Islands of Insight bana The Witness ve Uru: Ages Beyond Myst’ten birkaç karenin de dahil olduğu Talos Prensibi’ni hatırlatıyor. Oyun dünyası, vahşi doğayı, antik kalıntıları ve mistisizmi harmanlayan bir dizi yüzen adadan oluşuyor ve her şeyin üzerinde sürüyü süren bir tür belli belirsiz küçümseyen daha büyük bir güç var.
Ancak bazı temel farklılıklar da var. Birincisi, çok daha açık bir dünya: Belirli görevleri tamamlayarak farklı bölgelerin kilidinin açılması gerekiyor, ancak çoğunlukla istediğiniz yere gidebilir ve istediğinizi yapabilirsiniz. Aynı zamanda paylaşılan bir dünya; tam olarak çok oyunculu değil, çünkü ortak bulmacalar yok (en azından henüz değil), ancak dünyadaki diğer insanları görebilir ve onlarla sınırlı şekillerde etkileşime girebilirsiniz.
Çok sayıda bulmaca türünün (tetromino blok düşürücüler, mantık ve perspektif bulmacaları, hafıza testleri, fraktal sürükleyiciler ve daha fazlası) yanı sıra, yüzen küreleri kovalamak veya nesneleri ve geçitleri keşfetmek gibi başka türde aktiviteler de vardır: Sadece basit şeyler Beyninizi kapatıp oyun dünyasının içinde dolaşmak istiyorsanız bunu yapabilirsiniz. Gerçekten düz bir bulmaca oyunundan çok dijital bir oyun alanı gibi ortaya çıkıyor: Yüce bir varlığın sizi bu dünyada daha büyük bir amaç için bulundurduğuna dair genel konseptin yanı sıra (ki bu aslında böyle olabilir veya olmayabilir), Bu noktada kapsayıcı bir anlatı yok gibi görünüyor, bu yüzden herkes eğlenmek için etrafta koşuyor. Garip bir şekilde rahatlatıcı buluyorum.
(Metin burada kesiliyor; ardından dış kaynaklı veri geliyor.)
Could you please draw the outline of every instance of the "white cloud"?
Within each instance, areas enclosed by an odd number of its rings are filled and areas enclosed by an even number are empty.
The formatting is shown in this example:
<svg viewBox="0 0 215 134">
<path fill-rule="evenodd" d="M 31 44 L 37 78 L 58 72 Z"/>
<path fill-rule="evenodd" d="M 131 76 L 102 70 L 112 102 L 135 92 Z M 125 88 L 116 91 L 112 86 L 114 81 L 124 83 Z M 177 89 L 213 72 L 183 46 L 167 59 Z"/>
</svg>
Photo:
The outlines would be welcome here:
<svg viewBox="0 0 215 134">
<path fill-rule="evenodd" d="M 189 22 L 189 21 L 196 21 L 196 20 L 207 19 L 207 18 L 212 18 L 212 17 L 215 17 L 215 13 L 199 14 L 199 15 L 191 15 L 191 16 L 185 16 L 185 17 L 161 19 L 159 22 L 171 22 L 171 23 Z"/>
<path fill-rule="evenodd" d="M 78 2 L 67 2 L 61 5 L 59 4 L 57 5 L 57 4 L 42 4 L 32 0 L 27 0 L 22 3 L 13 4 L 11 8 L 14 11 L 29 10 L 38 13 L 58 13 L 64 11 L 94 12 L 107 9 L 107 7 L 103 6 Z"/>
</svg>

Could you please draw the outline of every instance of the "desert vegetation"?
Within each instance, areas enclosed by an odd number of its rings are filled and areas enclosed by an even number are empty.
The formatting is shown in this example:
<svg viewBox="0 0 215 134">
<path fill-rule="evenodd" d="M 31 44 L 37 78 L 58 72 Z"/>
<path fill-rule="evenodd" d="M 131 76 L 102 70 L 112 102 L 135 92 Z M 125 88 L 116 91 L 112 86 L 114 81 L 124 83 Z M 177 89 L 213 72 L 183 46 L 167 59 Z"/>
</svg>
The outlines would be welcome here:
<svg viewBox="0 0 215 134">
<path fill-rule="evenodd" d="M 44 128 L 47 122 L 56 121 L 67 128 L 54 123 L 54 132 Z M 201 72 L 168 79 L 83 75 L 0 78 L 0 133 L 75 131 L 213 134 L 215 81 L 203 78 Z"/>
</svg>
Islands of Insight, Talos Prensibi’nin dikkatle üretilmiş sükunetine sahip değil, ancak kelimenin tam anlamıyla etrafta dolaşıp oynamaktan başka yapacak hiçbir şey yok ve büyük resmin yokluğu bir nevi özgürleştirici.
Tabii ki bu aynı zamanda Islands of Insight’ın hala yayın öncesi durumda olduğu gerçeğini de yansıtıyor ve bu, zaman zaman ortaya çıkan teknik gürültülerde de görülebiliyor. Arada sırada sürpriz sunucu sıfırlamaları oluyor ve dünyanın içinde uçmamı sağlayan bir bulmaca dizisini tamamlayarak kazandığım kanatlar, görünürde hiçbir neden yokken aniden ortadan kayboldu ve geliştirici Lunarch Studios olaya dahil olana kadar geri gelmedi. Ancak bir teknoloji testi için bu sıra dışı bir şey değil ve genel olarak her şeyin oldukça sorunsuz gittiğini düşünüyorum.
Benim için en büyük soru, Islands of Insight’ın uzun vadede ne kadar başarılı olacağıdır. Teknoloji testi yalnızca oyunun performansına odaklanıyor ve anlatının kalitesi veya keşif fırsatları gibi daha az somut unsurları yargılamak için henüz çok erken. Ve bu olmasa bile, oyunun şu anki haliyle tadını çıkarıyorum: Pentiment ve Amid Evil’in maksimuma çıkmasının hemen ardından bulunabileceğim bir yer. Yine de, oyunun tam sürümünde izlenebilecek oldukça sağlam bir anlatım yolu olduğunu umuyorum; The Witness’ta oldukça hızlı bir şekilde gözden kayboldum çünkü büyük ölçüde her şey oradaydı, görünür bir nokta veya amaç yoktu. (Adil olmak gerekirse, bulmacaları da son derece geniş buldum.)
Islands of Insight oyun testi herkese açık ve Steam’de 21 Eylül’e kadar devam edecek. Tam bir çıkış tarihi açıklanmadı.
Daha çok oyun haberleri yazısı okumak için kategorimize göz atabilirsiniz.